The Basics of a Paleo Lifestyle

Whether or not you know what the term Paleo is, chances are you’ve heard of it, or one of its many names—the Caveman Diet, the Primal Lifestyle, the Stone Age diet, or the Hunter-Gatherer diet. While the Paleo diet may have recently become popular, it’s based on principles that date back to the Paleolithic Era. I personally follow a Paleo lifestyle and wanted to share a few details with you. It’s more than a diet, it’s a way of life—starting with how you approach each day.
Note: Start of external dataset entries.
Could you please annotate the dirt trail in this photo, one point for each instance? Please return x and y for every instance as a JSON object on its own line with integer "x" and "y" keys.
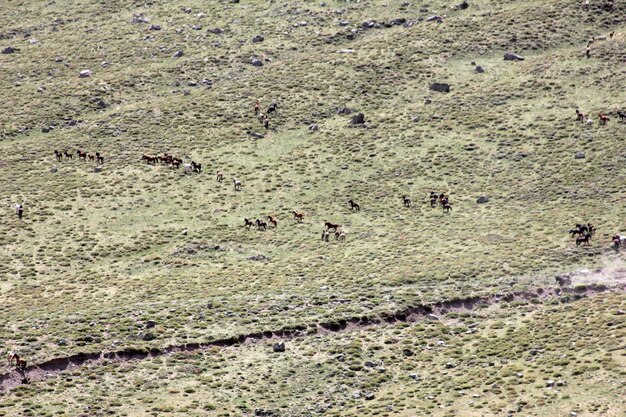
{"x": 53, "y": 367}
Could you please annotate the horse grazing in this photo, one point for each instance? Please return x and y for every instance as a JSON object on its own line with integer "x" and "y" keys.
{"x": 603, "y": 119}
{"x": 563, "y": 281}
{"x": 433, "y": 199}
{"x": 330, "y": 226}
{"x": 354, "y": 206}
{"x": 261, "y": 224}
{"x": 196, "y": 167}
{"x": 20, "y": 363}
{"x": 580, "y": 116}
{"x": 583, "y": 239}
{"x": 298, "y": 216}
{"x": 272, "y": 221}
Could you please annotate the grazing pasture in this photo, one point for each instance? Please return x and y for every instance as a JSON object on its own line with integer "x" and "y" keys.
{"x": 138, "y": 137}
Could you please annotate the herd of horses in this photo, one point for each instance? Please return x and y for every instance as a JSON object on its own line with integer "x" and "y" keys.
{"x": 61, "y": 155}
{"x": 584, "y": 118}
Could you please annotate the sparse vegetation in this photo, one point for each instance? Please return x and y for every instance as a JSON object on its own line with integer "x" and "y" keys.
{"x": 140, "y": 256}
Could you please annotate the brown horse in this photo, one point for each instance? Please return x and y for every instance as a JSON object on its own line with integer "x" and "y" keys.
{"x": 603, "y": 119}
{"x": 272, "y": 221}
{"x": 584, "y": 239}
{"x": 330, "y": 226}
{"x": 298, "y": 216}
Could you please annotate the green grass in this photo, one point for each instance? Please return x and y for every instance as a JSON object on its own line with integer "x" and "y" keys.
{"x": 99, "y": 254}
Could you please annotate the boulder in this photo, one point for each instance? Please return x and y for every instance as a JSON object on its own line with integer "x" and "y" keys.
{"x": 358, "y": 119}
{"x": 440, "y": 87}
{"x": 513, "y": 57}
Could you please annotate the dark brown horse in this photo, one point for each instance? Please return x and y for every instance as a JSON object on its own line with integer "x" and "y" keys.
{"x": 331, "y": 226}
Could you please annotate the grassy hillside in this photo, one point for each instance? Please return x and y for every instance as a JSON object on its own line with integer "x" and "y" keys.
{"x": 99, "y": 254}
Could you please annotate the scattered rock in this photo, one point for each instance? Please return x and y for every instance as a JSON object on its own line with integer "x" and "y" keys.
{"x": 440, "y": 87}
{"x": 256, "y": 135}
{"x": 435, "y": 18}
{"x": 358, "y": 119}
{"x": 513, "y": 57}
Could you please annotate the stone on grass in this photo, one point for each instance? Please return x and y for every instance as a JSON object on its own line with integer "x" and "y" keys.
{"x": 358, "y": 119}
{"x": 440, "y": 87}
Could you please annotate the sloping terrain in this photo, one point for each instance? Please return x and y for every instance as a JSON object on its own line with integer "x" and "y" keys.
{"x": 142, "y": 256}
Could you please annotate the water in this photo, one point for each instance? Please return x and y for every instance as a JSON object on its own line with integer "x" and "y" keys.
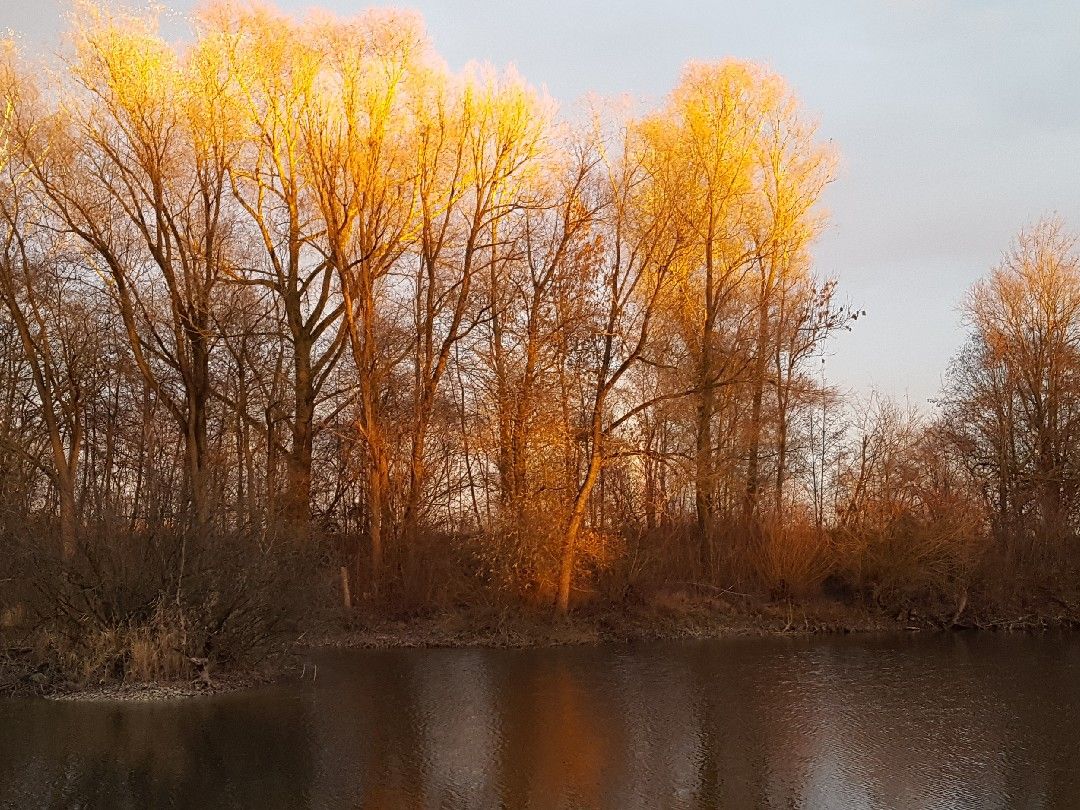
{"x": 922, "y": 721}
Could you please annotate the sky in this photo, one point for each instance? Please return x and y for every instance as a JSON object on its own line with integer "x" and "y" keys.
{"x": 957, "y": 123}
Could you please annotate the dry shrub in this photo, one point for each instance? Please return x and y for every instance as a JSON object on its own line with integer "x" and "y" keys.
{"x": 135, "y": 607}
{"x": 913, "y": 558}
{"x": 791, "y": 561}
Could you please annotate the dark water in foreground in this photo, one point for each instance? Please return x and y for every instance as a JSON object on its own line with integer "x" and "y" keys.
{"x": 930, "y": 721}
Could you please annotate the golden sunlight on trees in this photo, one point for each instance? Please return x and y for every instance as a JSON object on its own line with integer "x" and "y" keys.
{"x": 296, "y": 291}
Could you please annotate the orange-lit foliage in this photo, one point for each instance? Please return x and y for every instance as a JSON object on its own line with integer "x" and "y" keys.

What is the Paleo Lifestyle?

Paleo (as defined by Paleo Magazine) is a lifestyle based on nourishing our bodies with real food, unplugging from electronics, bonding with others face-to-face, getting out in the sun, playing for the sake of playing, resting, and giving our body a chance to thrive in the manner it evolved. This is a mantra to live by each day as we move through our modern lives using our computers or texting friends during a break. Mostly, it’s a reminder that while some things have evolved, others haven’t. Our bodies were made to move and, although our society has changed a great deal, our bodies still thrive on the nutrition it was made to digest for years. Physical activity and good nutrition keep us healthy and happy.

What is the Paleo Diet?

The Paleo diet is a nutritional plan based on the eating habits of our Paleolithic hunter-gatherer ancestors who foraged for fruits and nuts as well as hunted animals 2.5 million and 10,000 years ago. Since our days aren’t spent hunting and gathering anymore, today’s Paleo diet is focused on what should be incorporated into your diet, not what isn’t. For instance, nuts, meat, fruits, vegetables and healthy fats are encouraged, but dairy, processed foods, refined sugars, grains, legumes and soy are discouraged.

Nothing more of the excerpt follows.